Portanto, é apropriado que minha abordagem deixe ao tribunal o critério de equilibrar o interesse em avançar a investigação com os direitos do interrogado, de acordo com as circunstâncias do caso.
- Resumo dos pontos até agora: De acordo com a redação atual da seção 23A da Portaria de Busca, que foi alterada em 2005, um pedido de mandado de busca em um computador não deve ser concedido até que seus objetivos e condições sejam examinados - de forma a garantir que a violação da privacidade envolvida na condução da busca não exceda o que é exigido. Ao fazer isso, o legislador impôs aos tribunais um complexo equilíbrio entre o interesse público em conduzir a busca como parte da investigação e o direito à privacidade.

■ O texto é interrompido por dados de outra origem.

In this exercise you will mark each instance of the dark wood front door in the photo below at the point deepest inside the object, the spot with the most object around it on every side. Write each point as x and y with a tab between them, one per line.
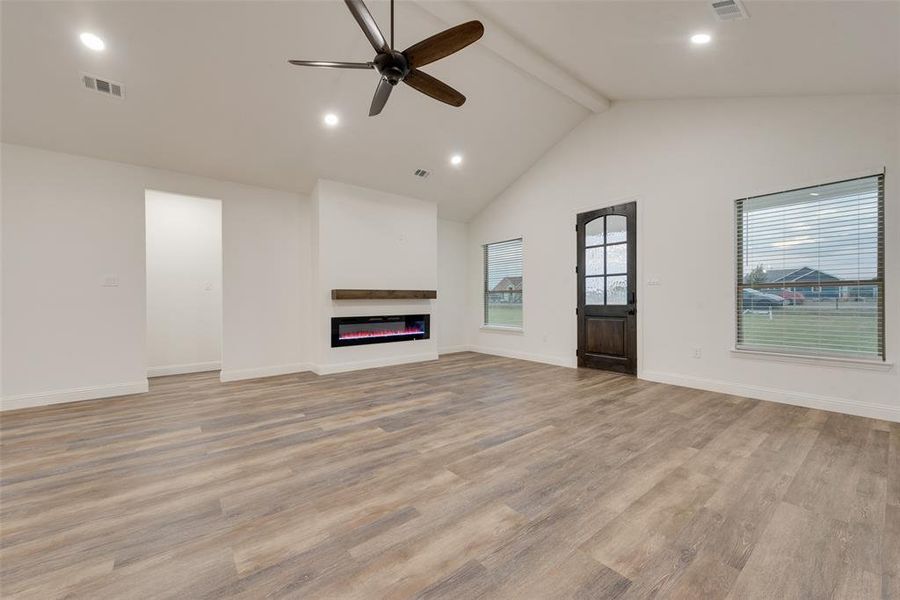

Como parte desse equilíbrio, o tribunal deve considerar os argumentos de que as autoridades investigadoras realizaram atividades ilegais antes do pedido de emissão da ordem - e que, sem essas ações, o pedido não teria sido submetido ao tribunal. Nos casos em que se constata que uma ação ilegal foi realmente tomada; que os produtos dessa ação são a base do pedido de mandado de busca no computador; e que não há justificativas especiais para conceder o pedido apesar dessa ilegalidade - o tribunal ordenará a rejeição do pedido. Nesse sentido, minha opinião não é diferente daquela que já expressei no caso Urich I.
Diante disso, há uma dificuldade real em estabelecer esses equilíbrios necessários e em examinar o alcance da violação necessária do direito à privacidade de uma pessoa, sem que ela tenha a oportunidade de apresentar seus argumentos sobre o assunto. Essa questão é o foco de outra discussão criminal sobre Shimon - e agora vou abordá-la.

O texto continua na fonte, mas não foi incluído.